Just a quick tip: to my knowledge, the number of images in the airplane class of P3D+ is pretty small, so you might want to add extra images from ImageNet or a similar dataset if you want to get better results.
Thanks for the reply! Based on your instruction, I downloaded the data directly from CMR. Their total number of data is like following: p3d_sfm_image/img_anno/car_val.mat 219 p3d_sfm_image/img_anno/aeroplane_kps.mat 8 p3d_sfm_image/img_anno/aeroplane_val.mat 199 p3d_sfm_image/img_anno/car_train.mat 4975 p3d_sfm_image/img_anno/aeroplane_all.mat 1339 p3d_sfm_image/img_anno/car_kps.mat 12 p3d_sfm_image/img_anno/aeroplane_train.mat 1140 p3d_sfm_image/img_anno/car_all.mat 5194 p3d_sfm_image/sfm_anno/car_val.mat 219 p3d_sfm_image/sfm_anno/aeroplane_val.mat 199 p3d_sfm_image/sfm_anno/car_train.mat 4975 p3d_sfm_image/sfm_anno/aeroplane_all.mat 1339 p3d_sfm_image/sfm_anno/aeroplane_train.mat 1140 p3d_sfm_image/sfm_anno/car_all.mat 5194
I believe their folder 'img_anno' represents your folder 'data' folder, and their 'sfm_anno' represents your 'sfm' folder. However, in your 'sfm' folder, 'car_train.mat' has 4972 annotations, 'car_val.mat' has 218 annotations. However, the above numbers are 4975 and 219 respectively. Why there is a difference? Did you delete 3 training images and 1 val image from CMR or you select 4972 train images and 218 val images totally different from CMR?
When I worked on this project, the only class that was released publicly in CMR was the bird class. For Pascal3D+, I had to run their MATLAB scripts from scratch and prepare the mask segmentations using Mask R-CNN. Looks like they released the other classes in November (a couple months after we uploaded our paper), but I think they are produced using the same script.

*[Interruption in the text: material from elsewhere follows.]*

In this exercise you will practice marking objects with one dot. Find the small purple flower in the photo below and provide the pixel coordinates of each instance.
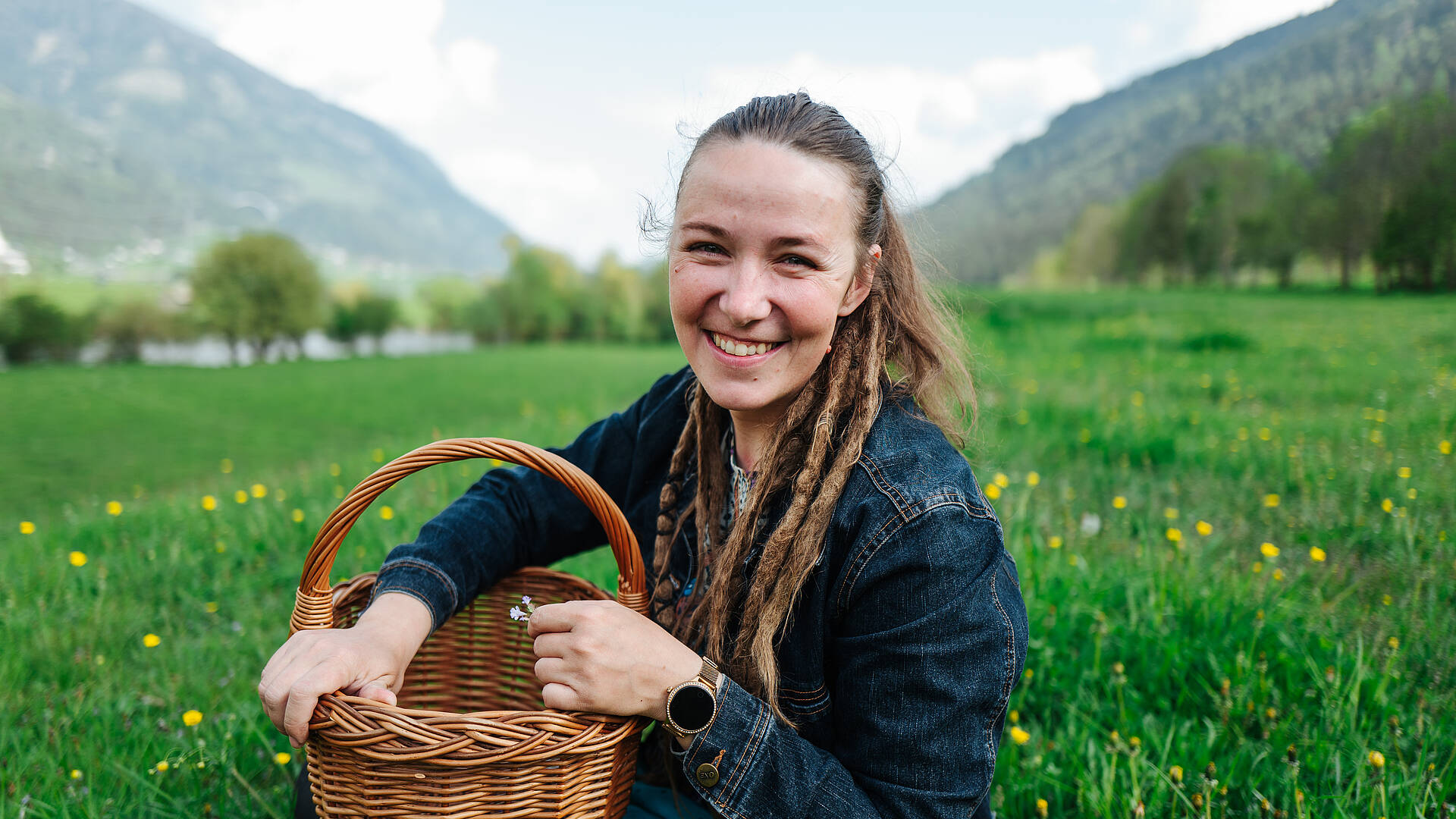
(523, 615)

Their script performs structure-from-motion (an optimization algorithm that might lead to slightly different results between runs), and they have a couple checks to discard images that are above a certain reprojection error. I think this might explain the difference, that is, running the script results in different sets of images every time. Anyway, my guess is that this only concerns borderline cases. If you check the intersection between the two datasets, they should be very close except for a few images.
Got it, Thanks a lot!
Congratulation on your amazing work! I want to train your mesh reconstruction on aeroplane in Pascal 3D+ instead of car. Could you please share the code which preprocesses the car data in Pascal 3D+ to get all info such as mask, sfm required for your mesh reconstruction training so that I can get all required info of aeroplane?